Twin Peaks / Fire walk with me

Diane, I’ve just entered the town of Twin Peaks…




La série Twin Peaks
Twin Peaks est à une série composée de 30 épisodes et réalisée en 1990 par David Lynch et Mark Frost

Cette série s’ouvre sur la découverte d’un corps, celui de Laura Palmer, une jeune fille très populaire et aimée. Ce personnage, bien qu’absent reste le personnage central de la série car celle-ci est articulée autour de Laura et de son meurtre.
Ce meurtre est donc l’intrigue principale de la série et permet au spectateur comme aux habitants de Twin Peaks de découvrir un agent du FBI, Dale Cooper. Un personnage fort sympathique, compréhensif et charismatique. Il participera avec les autorités locales à découvrir les circonstances de la mort de Laura et surtout, de découvrir son meurtrier. Mais Cooper ne sera pas au bout de ses surprises quand il découvrira que tous les habitants de la ville ont des secrets, que des mystères planent autour des habitants comme autour du meurtre.

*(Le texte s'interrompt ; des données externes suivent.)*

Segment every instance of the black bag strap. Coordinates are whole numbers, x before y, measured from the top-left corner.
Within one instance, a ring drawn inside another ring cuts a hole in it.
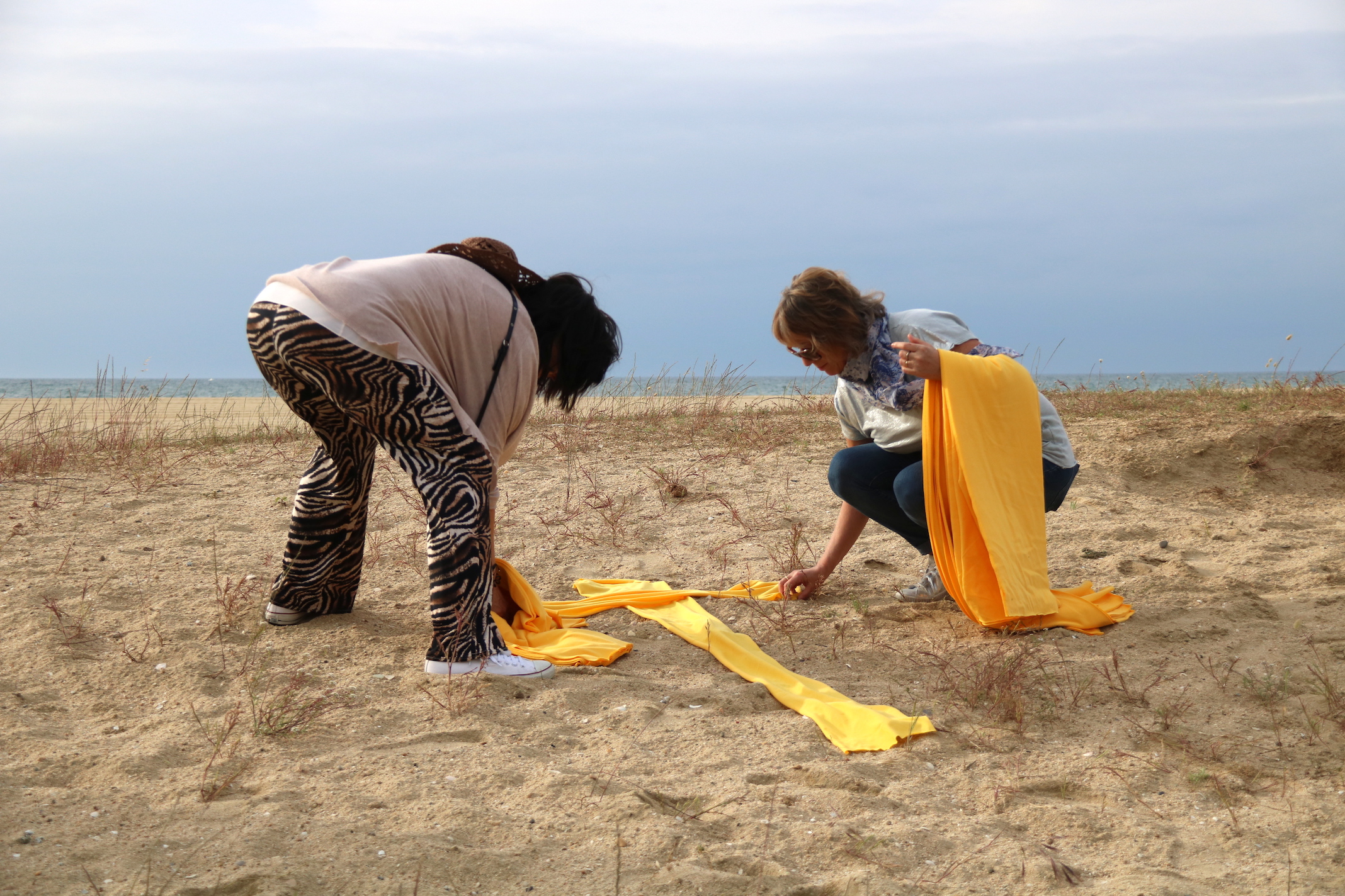
[[[518,293],[510,290],[510,297],[514,300],[514,312],[508,316],[508,332],[504,333],[504,341],[500,343],[500,351],[495,353],[495,367],[491,369],[491,384],[486,387],[486,398],[482,399],[482,410],[476,412],[476,426],[482,424],[486,419],[486,408],[491,406],[491,395],[495,394],[495,383],[499,382],[500,368],[504,367],[504,357],[508,355],[508,344],[514,341],[514,322],[518,320]]]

Certes, le personnage principal est ce charmant agent du FBI, mais la série permet à des acteurs secondaires d’avoir une place très importante, chacun ayant son petit secret ou son lien (même indirect) avecLaura. Le charme de la série Twin Peaks est notamment dû à l’importance accordée aux personnages, qu’ils soient récurrents (DaleHarry Truman (le shérif), Donna (la meilleure amie de Laura)…) ou moins présents (La Femme à la BûcheMaddy…) : chacun a son petit quelque chose, sa petite histoire, son mystère et donc son intérêt. Ils forment un tout, ils sont Twin Peaks.
Des caméos sympathiques sont aussi à découvrir : David Duchovny en agent du FBI travesti, David Lynch lui-même en supérieur de Dale, complètement sourd.

Comme dit plus haut, Dale va découvrir les mystères de Twin Peaks les plus insoupçonnés et va donc découvrir que Laura était loin d’être celle que l’on croyait…
Certaines fois, le spectateur sera tour à tour amusé, effrayé et émerveillé.
Le générique lui-même est inquiétant : la musique (que tout le monde connaît) est sobre et sinistre (ne pas prendre ce terme péjorativement), les noms du casting défilent en lettres vert flashy (à la manière d’un film de fiction) sous des images du paysage de Twin Peaks.
La tension est omniprésente : les cliffhangers de chaque épisode, la découverte de nouveaux personnages à chaque épisode (ou presque), ou encore les plans de nuit sur de simples feux rouges, la forêt et l’hôtel de la ville : tout est fait pour alimenter le mystère et le malaise.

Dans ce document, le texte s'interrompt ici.